Antonin the Antagonist and the Politics of the Bad People! – UPDATED

Antonin the Antagonist and the Politics of the Bad People! – UPDATED July 2, 2013

My First Things column this week looks at the surprising way the words “liberal” and “illiberal” have been lately represented by the Supreme Court via the recent DOMA ruling, which found Justice Kennedy playing the over-simplifying Mike Stivic to Antonin Scalia’s blustering Archie Bunker. It wonders, too how long it will be, before the nation is reduced to the least complex of ideas: the good people versus the bad ones:

Often referred to as the “most conservative” of the Supreme Court jurists, Scalia spends part of his Windsor dissent arguing in defense of what used to be considered a most “liberal” notion: that human beings have a right to express their point of view without fear of reprisal; a right to dissent from conventional wisdom; a right, even, to be wrong. It is a sentiment that free-thinkers (of even the recent past) would often express by quoting Evelyn Beatrice Hall’s summary of Voltaire’s thinking: “I disapprove of what you say, but I will defend to the death your right to say it.”

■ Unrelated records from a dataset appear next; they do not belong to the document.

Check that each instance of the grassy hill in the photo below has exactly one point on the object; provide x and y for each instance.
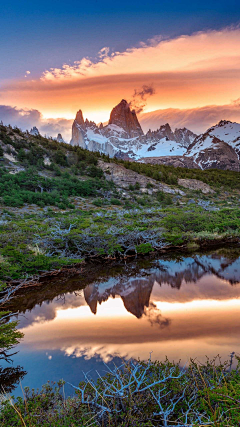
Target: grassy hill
(59, 207)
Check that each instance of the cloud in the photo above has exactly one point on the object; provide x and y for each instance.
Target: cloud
(196, 119)
(189, 71)
(139, 98)
(25, 119)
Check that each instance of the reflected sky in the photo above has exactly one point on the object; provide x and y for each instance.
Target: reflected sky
(179, 309)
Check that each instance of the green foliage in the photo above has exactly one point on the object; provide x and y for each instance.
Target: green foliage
(203, 394)
(144, 248)
(163, 198)
(9, 336)
(29, 187)
(115, 201)
(170, 174)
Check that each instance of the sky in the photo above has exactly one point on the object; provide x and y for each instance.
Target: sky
(58, 57)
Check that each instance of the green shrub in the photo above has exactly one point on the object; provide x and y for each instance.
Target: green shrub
(144, 248)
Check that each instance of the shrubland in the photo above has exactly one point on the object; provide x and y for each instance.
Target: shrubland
(58, 208)
(137, 393)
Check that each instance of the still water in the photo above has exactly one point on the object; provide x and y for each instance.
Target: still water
(178, 307)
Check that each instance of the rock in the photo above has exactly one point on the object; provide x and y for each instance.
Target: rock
(184, 136)
(60, 138)
(34, 131)
(176, 161)
(125, 118)
(78, 131)
(195, 184)
(123, 177)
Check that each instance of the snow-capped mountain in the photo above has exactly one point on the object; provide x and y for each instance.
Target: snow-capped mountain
(34, 131)
(218, 147)
(123, 136)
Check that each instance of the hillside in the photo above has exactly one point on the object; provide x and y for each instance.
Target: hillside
(62, 204)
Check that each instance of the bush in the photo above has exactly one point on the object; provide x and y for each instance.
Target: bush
(144, 248)
(115, 202)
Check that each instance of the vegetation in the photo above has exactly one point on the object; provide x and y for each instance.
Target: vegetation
(58, 208)
(136, 394)
(170, 174)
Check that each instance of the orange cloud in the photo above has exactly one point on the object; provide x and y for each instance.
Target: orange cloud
(189, 71)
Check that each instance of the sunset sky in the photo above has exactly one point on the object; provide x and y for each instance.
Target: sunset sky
(58, 57)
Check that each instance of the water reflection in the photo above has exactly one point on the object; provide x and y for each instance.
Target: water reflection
(187, 307)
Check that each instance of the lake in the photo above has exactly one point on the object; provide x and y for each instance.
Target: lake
(175, 306)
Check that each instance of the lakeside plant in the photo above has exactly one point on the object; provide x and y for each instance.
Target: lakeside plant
(34, 243)
(135, 394)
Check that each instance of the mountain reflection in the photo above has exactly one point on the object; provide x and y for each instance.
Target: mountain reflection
(134, 286)
(182, 307)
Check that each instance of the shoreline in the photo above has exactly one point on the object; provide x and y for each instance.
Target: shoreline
(102, 262)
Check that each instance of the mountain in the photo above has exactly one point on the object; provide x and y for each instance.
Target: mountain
(123, 136)
(218, 147)
(60, 138)
(34, 131)
(126, 119)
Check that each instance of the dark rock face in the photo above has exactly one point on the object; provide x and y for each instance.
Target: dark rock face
(184, 136)
(60, 138)
(78, 131)
(218, 147)
(176, 161)
(222, 156)
(34, 131)
(126, 119)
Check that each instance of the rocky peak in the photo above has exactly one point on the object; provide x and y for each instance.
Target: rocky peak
(78, 131)
(125, 118)
(184, 136)
(79, 119)
(60, 138)
(34, 131)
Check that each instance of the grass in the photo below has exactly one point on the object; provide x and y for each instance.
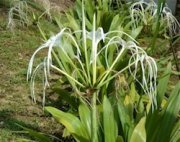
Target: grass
(16, 107)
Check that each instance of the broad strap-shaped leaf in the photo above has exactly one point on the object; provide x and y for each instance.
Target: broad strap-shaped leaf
(71, 122)
(139, 132)
(40, 137)
(175, 134)
(159, 125)
(125, 118)
(85, 116)
(162, 85)
(170, 116)
(109, 122)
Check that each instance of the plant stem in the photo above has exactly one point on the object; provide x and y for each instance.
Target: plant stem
(174, 56)
(161, 4)
(94, 119)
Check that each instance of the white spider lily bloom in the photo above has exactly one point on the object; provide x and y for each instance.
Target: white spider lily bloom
(81, 74)
(143, 12)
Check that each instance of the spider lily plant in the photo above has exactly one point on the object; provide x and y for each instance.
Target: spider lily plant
(91, 61)
(146, 13)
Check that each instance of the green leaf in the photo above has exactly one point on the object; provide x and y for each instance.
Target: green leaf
(85, 116)
(119, 139)
(163, 83)
(110, 125)
(71, 122)
(135, 32)
(40, 137)
(139, 132)
(125, 118)
(159, 125)
(169, 118)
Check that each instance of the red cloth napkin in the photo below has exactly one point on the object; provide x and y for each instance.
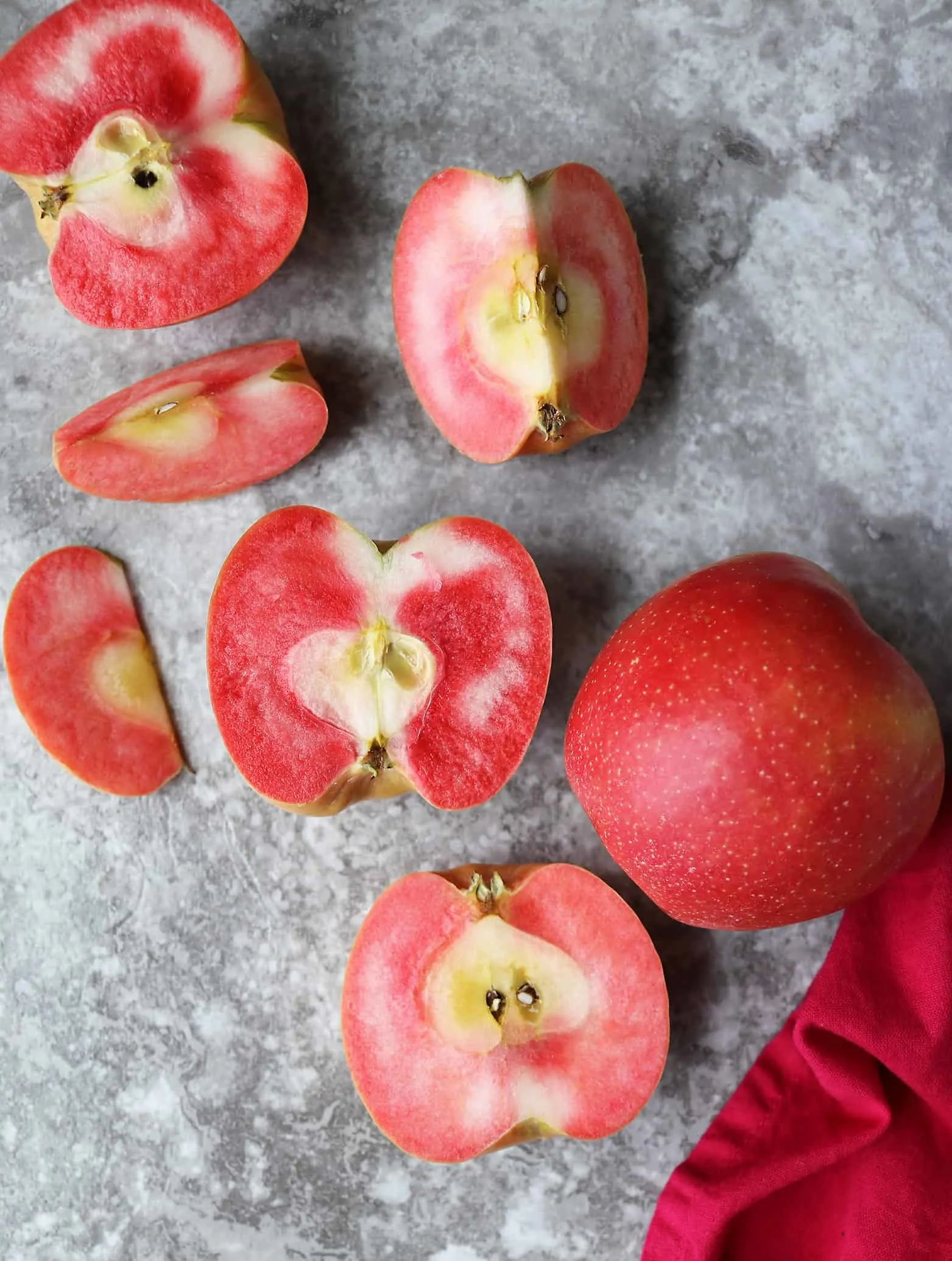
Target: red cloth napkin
(837, 1144)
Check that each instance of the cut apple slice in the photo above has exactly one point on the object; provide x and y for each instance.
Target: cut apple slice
(520, 309)
(486, 1008)
(82, 674)
(197, 430)
(340, 669)
(155, 158)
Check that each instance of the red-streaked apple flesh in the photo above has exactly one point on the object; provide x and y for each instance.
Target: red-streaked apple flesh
(154, 155)
(750, 752)
(340, 669)
(82, 674)
(520, 309)
(201, 429)
(487, 1006)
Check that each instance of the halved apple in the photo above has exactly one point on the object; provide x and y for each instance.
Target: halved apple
(483, 1008)
(520, 309)
(82, 674)
(155, 158)
(342, 669)
(201, 429)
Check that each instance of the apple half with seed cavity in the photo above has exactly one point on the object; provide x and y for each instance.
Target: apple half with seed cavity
(483, 1008)
(82, 674)
(520, 309)
(340, 669)
(199, 430)
(155, 158)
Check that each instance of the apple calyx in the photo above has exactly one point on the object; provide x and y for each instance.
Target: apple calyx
(487, 894)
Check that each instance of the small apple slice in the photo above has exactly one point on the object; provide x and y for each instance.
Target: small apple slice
(199, 430)
(520, 309)
(340, 669)
(487, 1008)
(155, 158)
(82, 674)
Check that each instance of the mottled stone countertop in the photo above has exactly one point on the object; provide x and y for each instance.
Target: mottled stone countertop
(172, 1083)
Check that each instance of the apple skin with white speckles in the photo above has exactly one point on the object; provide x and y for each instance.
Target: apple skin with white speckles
(750, 752)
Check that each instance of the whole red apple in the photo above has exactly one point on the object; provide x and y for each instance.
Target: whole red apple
(483, 1008)
(750, 752)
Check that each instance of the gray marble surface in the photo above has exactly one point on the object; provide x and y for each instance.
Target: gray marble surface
(172, 1084)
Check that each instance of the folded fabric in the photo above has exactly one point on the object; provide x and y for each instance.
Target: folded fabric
(837, 1144)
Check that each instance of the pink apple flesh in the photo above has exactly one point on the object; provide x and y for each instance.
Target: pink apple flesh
(340, 670)
(154, 155)
(82, 674)
(750, 752)
(520, 309)
(484, 1008)
(201, 429)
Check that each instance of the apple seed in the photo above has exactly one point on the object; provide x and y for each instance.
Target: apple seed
(527, 995)
(496, 1001)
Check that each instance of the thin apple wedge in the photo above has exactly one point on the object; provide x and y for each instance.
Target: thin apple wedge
(199, 430)
(82, 674)
(340, 669)
(483, 1008)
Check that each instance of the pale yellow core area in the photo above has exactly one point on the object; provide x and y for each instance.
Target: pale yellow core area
(181, 422)
(532, 325)
(122, 177)
(125, 680)
(491, 958)
(370, 683)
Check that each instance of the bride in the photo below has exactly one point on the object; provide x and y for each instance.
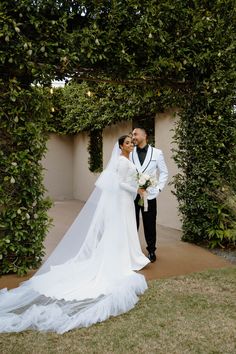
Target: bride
(90, 276)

Kennedy’s opinion makes it clear that the days of defending the freedom of others to think and speak outside of the ever-narrowing corridors of what is permissible are numbered; the line of delineation he sketches out is stark, bare, and singular: there will be one (correct) thought or there will be Bad People.

What an illiberal notion!

That is a most illiberal notion but we have been trending toward illiberality for a while. In 2004, then-senator Hillary Clinton unwittingly sketched out out our new location when she declared to unenthusiastic Democrats, “you don’t have to fall in love [with John Kerry], just fall in line”

Even earlier, though, The Politics of Demonizing the Bad Person Who Will Not Fall in Line had been in creeping ascendance. For the last two decades, male workers have endured sensitivity training and the threat of job-loss for offending the sensibilities of “strong women” who have dissolve into vapors at any perceived challenge to feminist orthodoxy, no matter how innocent, and we’ve been trending “conform and think correct thoughts” ever since.

And so, with the Windsor ruling, Antonin Scalia — the fretter over freedom of speech and freedom of religion, who taught Justice Kagan to hunt, (and she’s bagged her first deer!) — is a recognized Bad Person. Nino-the-Naysayer! Booooo, Bad Person! Boooo!

Actually, Nino is less nefarious than nuanced, but you’ll have to read the rest to find out why that is.

Related:
Scalia and Breyer Worth Watching

UPDATE I:
No, as far as I know, we’re not related. If we are, I’m clearly from the peasant side of it.

UPDATE II:
Via Instapundit, how to misunderstand Scalia

Also, Ethika Politika writes Scalia not the stuff of which martyrs are made.

UPDATE III:
In a somewhat related story, it seems veteran CBS Newsman Bob Schieffer needs to get out more:

BOB SCHIEFFER: How is it that bakers and florists are being forced to participate in this? I’m not sure I understand what you’re saying here.

Perkins then educates him

TONY PERKINS: Well, we’re seeing in Washington State, Colorado, and some of the other states that have these anti– anti-discrimination statutes that are being imposed that when a same sex couple comes and says “I want you to take pictures of my wedding or I want you to bake a cake.” And they say, look, my religious convictions will not allow me participate in that, they’re literally being sued by the government, not the individuals, and they’ve even been adjudicated in such places as New Mexico. So we’re going to see a loss of religious freedom. There is no question about it. It’s already happening.

Schieffer seems to be totally caught off guard by this, as evidenced by his hesitation in the following question.

BOB SCHIEFFER: How many– how many lawsuits have been filed on that? Because I must say this is under my radar. I haven’t– I haven’t heard this.

That’s Da Tech Guy transcribing, linked from Deacon Greg who adds his own thoughts on Schieffer, whom he calls a “reporter’s reporter with uncanny instincts”.